Et, tout en faisant ces réflexions, le père de Madeleine avançait la tête derrière lestuiseltes, pour s’assurer que les bateaux d’Arsène étaient toujours à l’ancre.


V. — LA CRUE DES PIRONS

Le train n’avait point fait un pas en avant depuis son arrivée ; il venait même de reculer d’un quart de lieue, afin de se ranger à la queue de l’île. Les eaux croissaient avec rapidité, et le passage entre les grèves était plus que praticable ; mais le vent soufflait du nord, et les girouettes, tournées vers la poupe des bateaux, indiquaient clairement qu’il était impossible de remonter la Loire. Il arrive souvent au mois de mai, lorsque fondent les dernières neiges et qu’éclatent les premiers orages, de ces crues subites qui élèvent d’une façon considérable le niveau des eaux. On les connaît si bien dans la Basse-Loire, qu’on les désigne par un terme particulier. On nomme ce débordement des premiers jours de l’été la crue des pirons[1]. D’ordinaire les parties basses des rives sont seules noyées ; il n’en résulte aucun dommage notable pour les riverains, et le lit du fleuve, rempli pour plusieurs mois, redevient navigable aux plus grands bateaux.
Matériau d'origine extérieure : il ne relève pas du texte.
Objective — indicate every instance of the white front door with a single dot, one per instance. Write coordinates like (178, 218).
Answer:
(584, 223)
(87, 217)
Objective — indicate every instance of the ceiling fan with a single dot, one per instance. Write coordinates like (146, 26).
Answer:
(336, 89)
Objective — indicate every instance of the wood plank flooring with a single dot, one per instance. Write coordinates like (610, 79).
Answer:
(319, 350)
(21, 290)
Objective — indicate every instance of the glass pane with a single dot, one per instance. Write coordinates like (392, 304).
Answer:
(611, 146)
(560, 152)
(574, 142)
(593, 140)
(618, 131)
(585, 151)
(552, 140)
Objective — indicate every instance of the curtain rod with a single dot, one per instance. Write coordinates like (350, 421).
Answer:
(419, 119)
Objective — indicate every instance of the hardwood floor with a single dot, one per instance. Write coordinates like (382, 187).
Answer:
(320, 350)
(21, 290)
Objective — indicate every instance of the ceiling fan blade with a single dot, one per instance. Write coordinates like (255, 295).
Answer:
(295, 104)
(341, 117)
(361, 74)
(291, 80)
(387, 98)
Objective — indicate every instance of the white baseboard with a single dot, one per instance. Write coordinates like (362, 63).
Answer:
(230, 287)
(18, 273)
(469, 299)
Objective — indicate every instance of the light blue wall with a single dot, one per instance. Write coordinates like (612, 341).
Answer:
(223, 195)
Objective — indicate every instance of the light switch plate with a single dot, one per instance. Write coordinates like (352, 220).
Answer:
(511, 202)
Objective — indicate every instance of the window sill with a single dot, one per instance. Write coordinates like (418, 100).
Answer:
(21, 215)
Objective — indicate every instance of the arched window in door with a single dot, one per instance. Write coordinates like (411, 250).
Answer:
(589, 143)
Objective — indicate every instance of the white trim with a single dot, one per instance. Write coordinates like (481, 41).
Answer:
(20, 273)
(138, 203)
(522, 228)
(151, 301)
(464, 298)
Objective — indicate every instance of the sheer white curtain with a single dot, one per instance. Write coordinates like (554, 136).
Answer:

C’était donc la crue des pirons qui se faisait sentir ; le train mouillé devant l’île avait dû chercher un abri contre le courant devenu trop rapide, et c’est pourquoi Arsène Vernaut l’avait laissé couler doucement jusque derrière l’île. Amarrés à de gros troncs d’arbres au moyen d’un câble goudronné, les bateaux ne couraient aucun danger dans ces eaux paisibles. On voyait les hommes des équipages se promener sur le bord en regardant avec impatience les nuages qui venaient du nord ; de la cheminée des cabines s’élevait la fumée du foyer sur lequel bouillait la marmite. Mais ce qui contrarie

  1. Sans doute parce que c’est l’époque où les pirons (jeunes oies) sont en état d’aller paître dans les prés.